By this time the smoke from the trash chute had died down and I was relieved that the apartment building was not going to burn down after all. When Embry returned from doing the laundry, I immediately told her the story, concluding that America in 1967 was becoming a fascist police state. How else could you explain it?

She immediately broke out in laughter.

“What is so funny about that?”

She then told me her story about her experience in the laundry a few minutes earlier talking with Mrs. Finklestein, the elderly lady with an apartment directly across from Don’s. 
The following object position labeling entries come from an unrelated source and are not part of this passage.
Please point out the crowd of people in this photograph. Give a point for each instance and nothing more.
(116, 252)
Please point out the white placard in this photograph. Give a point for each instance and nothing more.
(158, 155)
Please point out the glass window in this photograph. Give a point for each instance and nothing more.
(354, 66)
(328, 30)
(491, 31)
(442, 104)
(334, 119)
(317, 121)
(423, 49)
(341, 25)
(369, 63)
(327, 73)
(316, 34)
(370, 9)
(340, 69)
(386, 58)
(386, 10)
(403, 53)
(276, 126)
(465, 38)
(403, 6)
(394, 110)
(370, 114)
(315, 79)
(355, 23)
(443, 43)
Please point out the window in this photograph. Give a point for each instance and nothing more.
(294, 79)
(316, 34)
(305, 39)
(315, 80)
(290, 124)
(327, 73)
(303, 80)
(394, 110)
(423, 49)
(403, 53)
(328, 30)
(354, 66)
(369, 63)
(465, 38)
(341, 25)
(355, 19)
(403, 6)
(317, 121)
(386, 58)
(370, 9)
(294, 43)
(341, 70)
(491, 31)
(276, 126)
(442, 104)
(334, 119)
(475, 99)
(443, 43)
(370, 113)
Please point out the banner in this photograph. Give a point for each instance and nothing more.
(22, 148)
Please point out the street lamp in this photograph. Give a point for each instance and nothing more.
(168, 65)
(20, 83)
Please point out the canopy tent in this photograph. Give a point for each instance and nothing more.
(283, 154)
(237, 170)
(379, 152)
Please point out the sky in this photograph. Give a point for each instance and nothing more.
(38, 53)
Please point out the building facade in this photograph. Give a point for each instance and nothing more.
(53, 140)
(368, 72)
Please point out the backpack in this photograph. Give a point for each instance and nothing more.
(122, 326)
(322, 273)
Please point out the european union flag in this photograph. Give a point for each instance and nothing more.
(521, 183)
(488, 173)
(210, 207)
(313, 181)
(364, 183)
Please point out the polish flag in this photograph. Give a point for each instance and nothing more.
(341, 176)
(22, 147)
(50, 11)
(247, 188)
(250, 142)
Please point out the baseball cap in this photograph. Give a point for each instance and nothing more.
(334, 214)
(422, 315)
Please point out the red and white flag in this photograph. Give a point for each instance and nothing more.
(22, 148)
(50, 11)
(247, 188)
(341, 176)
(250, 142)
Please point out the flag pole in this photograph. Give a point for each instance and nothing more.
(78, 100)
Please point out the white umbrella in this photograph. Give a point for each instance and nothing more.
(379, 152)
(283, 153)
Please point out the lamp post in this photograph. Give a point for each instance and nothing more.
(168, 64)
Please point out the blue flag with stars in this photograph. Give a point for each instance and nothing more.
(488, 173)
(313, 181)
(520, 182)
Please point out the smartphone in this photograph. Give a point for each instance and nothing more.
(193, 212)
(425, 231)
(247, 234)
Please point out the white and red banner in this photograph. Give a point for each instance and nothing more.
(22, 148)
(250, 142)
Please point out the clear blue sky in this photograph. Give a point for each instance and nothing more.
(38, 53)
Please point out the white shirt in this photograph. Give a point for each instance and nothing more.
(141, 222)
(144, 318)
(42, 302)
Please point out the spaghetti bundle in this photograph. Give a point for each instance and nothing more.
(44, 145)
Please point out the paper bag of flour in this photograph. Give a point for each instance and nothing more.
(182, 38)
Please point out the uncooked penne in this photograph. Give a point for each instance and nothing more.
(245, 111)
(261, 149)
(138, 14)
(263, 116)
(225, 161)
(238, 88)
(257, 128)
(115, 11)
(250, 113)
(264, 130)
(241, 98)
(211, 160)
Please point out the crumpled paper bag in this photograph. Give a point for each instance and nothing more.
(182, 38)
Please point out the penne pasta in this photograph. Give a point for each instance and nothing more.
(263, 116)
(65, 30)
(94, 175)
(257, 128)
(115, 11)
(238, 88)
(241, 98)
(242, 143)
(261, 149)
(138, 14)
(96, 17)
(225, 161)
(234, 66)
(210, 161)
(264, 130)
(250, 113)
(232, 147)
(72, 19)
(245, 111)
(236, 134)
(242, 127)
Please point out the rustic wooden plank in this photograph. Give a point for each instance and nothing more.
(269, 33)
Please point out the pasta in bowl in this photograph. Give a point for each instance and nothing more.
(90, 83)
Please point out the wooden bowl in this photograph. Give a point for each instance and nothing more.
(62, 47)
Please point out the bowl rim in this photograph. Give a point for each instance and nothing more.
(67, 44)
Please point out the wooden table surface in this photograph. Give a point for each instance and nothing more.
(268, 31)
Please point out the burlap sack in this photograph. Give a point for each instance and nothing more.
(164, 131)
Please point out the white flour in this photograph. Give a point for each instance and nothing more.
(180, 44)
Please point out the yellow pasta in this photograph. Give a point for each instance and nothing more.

“Mrs. Finklestein was in tears and told me that she had lived in New York City all her life but had never had such a terrible experience. In the middle of the night her toilet started to overflow, and she did not know what to do. She was afraid to call Poitras, so she called the police and pleaded for help. She waited and waited, flushing the toilet all night to keep it from flooding her apartment, but the police never came. ‘They had always come before,’ she said, ‘but not this time. The police just do not care anymore. Nobody cares. That is just what the world has come to. This is the way America now is. Nobody cares.”’

The next morning, she had gotten up her nerve and called Poitras, who begrudgingly fixed the toilet. As far as I know, neither told the other about their experience. Don apparently left the building for good the next day and Mrs. Finkelstein was either too weak or too afraid to answer our knock on her door. We departed from the city the next year for Chapel Hill where I would get a masters degree in city planning and Embry a masters in biostatistics, not having a chance to talk to either person, who presumably went through the remainder of their lives believing that that America was a fascist police state or a country where nobody cares.

If only the fears of a fascist police state that many think may be happening today could have a similar happy ending.